W Skierniewicach 12 sierpnia, w rocznicę przyjazdu do Polski pierwszego transportu z bronią i amunicją z Węgier w czasie wojny polsko-bolszewickiej, pod pomnikiem Przed Bitwą Warszawską 1920 przed dworcem PKP odbyły się uroczystości z udziałem ministra Piotra Glińskiego.
W tym roku mija 101 lat od pomocy militarnej, jakiej naród węgierski udzielił Polakom. Po ataku wojsk bolszewickich Węgry, jako jedyne w regionie, zaproponowały Polsce pomoc polegającą na wysłaniu broni i amunicji. Na przejazd transportu nie zgodziły się jednak rządy Rumunii i Czechosłowacji. Ostatecznie 12 sierpnia 1920 r. transport z 22 milionami pocisków z fabryki Manfreda Weissa w Budapeszcie dotarł jednak na dworzec w Skierniewicach, tuż przed rozpoczęciem najważniejszej bitwy w historii II RP - Bitwy Warszawskiej - i znacząco przyczynił się do polskiego sukcesu.
Warto dodać, że amunicja, która dotarła do Skierniewic w połowie sierpnia 1920 r., stanowiła 20 proc. całej pomocy węgierskiej. W latach 1919-1921 Węgrzy poprzez Rumunię dostarczyli bowiem prawie 100 mln pocisków.
Kwiaty pod pomnikiem złożył m.in. Piotr Gliński, minister kultury, dziedzictwa narodowego i sportu.Pod pomnikiem Przed Bitwą Warszawską 1920 na pamiątkę tego wydarzenia kwiaty złożyli: Piotr Gliński, minister kultury, dziedzictwa narodowego i sportu, Krzysztof Jażdżyk, prezydent Skierniewic, Jan Edmund Kowalski, dyrektor Biura Programu Niepodległa, oraz przedstawiciele Stowarzyszenia "Przed Bitwą Warszawską 1920". Obecni byli także przedstawiciele wojska i mieszkańcy.

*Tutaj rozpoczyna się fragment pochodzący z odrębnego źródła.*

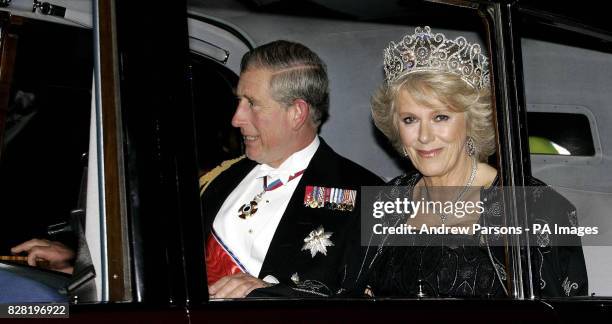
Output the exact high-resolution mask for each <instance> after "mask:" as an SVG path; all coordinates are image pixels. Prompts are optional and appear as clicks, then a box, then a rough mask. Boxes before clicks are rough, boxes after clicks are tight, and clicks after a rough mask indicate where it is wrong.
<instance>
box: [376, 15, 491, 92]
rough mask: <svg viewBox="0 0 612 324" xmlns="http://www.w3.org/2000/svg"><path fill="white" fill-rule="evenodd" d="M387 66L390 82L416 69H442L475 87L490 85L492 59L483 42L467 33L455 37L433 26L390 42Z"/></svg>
mask: <svg viewBox="0 0 612 324" xmlns="http://www.w3.org/2000/svg"><path fill="white" fill-rule="evenodd" d="M384 65H385V78H386V80H387V84H390V83H392V82H393V81H395V80H397V79H399V78H400V77H401V76H404V75H406V74H409V73H412V72H418V71H438V72H449V73H453V74H456V75H458V76H460V77H461V79H463V80H464V81H465V82H467V83H468V84H469V85H471V86H472V87H474V88H475V89H479V90H480V89H482V88H488V87H489V86H490V84H489V61H488V59H487V57H486V56H485V55H484V54H482V49H481V48H480V45H479V44H475V43H474V44H470V43H469V42H468V41H467V40H466V39H465V37H463V36H460V37H457V38H455V39H454V40H451V39H447V38H446V36H444V34H441V33H437V34H433V33H432V32H431V28H429V26H425V27H423V28H421V27H417V28H415V30H414V34H413V35H406V36H404V38H402V40H401V41H400V42H399V43H395V42H391V43H389V47H387V48H386V49H385V51H384Z"/></svg>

W obchodach 101. rocznicy wjazdu pociągu z transportem uczestniczył także Krzysztof Jażdżyk, prezydent Skierniewic.- Ten pomnik symbolizuje braterstwo broni, wspólną walkę przeciwko imperium zła - mówił w Skierniewicach wicepremier Gliński. - To pomnik solidarności międzynarodowej. To wspomnienie o tym, że z wielkim, straszliwym, potwornym przeciwnikiem, jeśli jest się odpowiednio zdeterminowanym, można stać w obronie tego, co najważniejsze. Dzięki temu żyjemy jako Polska, jako wspólnota i możemy się rozwijać. Jeśli historia potoczyłaby się inaczej, być może Polski by nie było.
Wicepremier przypominał, że oprócz dużego wkładu Węgier w zwycięstwo Polaków sojusznikami polskich wojsk byli także Francuzi, który zaopatrzyli Armię Hallera, oraz ukraińskie wojska, które stanęły ramię w ramię z Polakami przeciwko bolszewikom w obronie cywilizacji dobra.
Przypomnijmy. Na skierniewickim pomniku uwiecznieni zostali przedstawiciele 4 narodów: marszałek Józef Piłsudski, węgierski premier Pál Teleki, ukraiński dowódca - ataman i prezydent Ukrainy Symon Petlura oraz Charles de Gaulle - wtedy doradca wojskowy w Sztabie Wojska Polskiego, późniejszy prezydent Francji.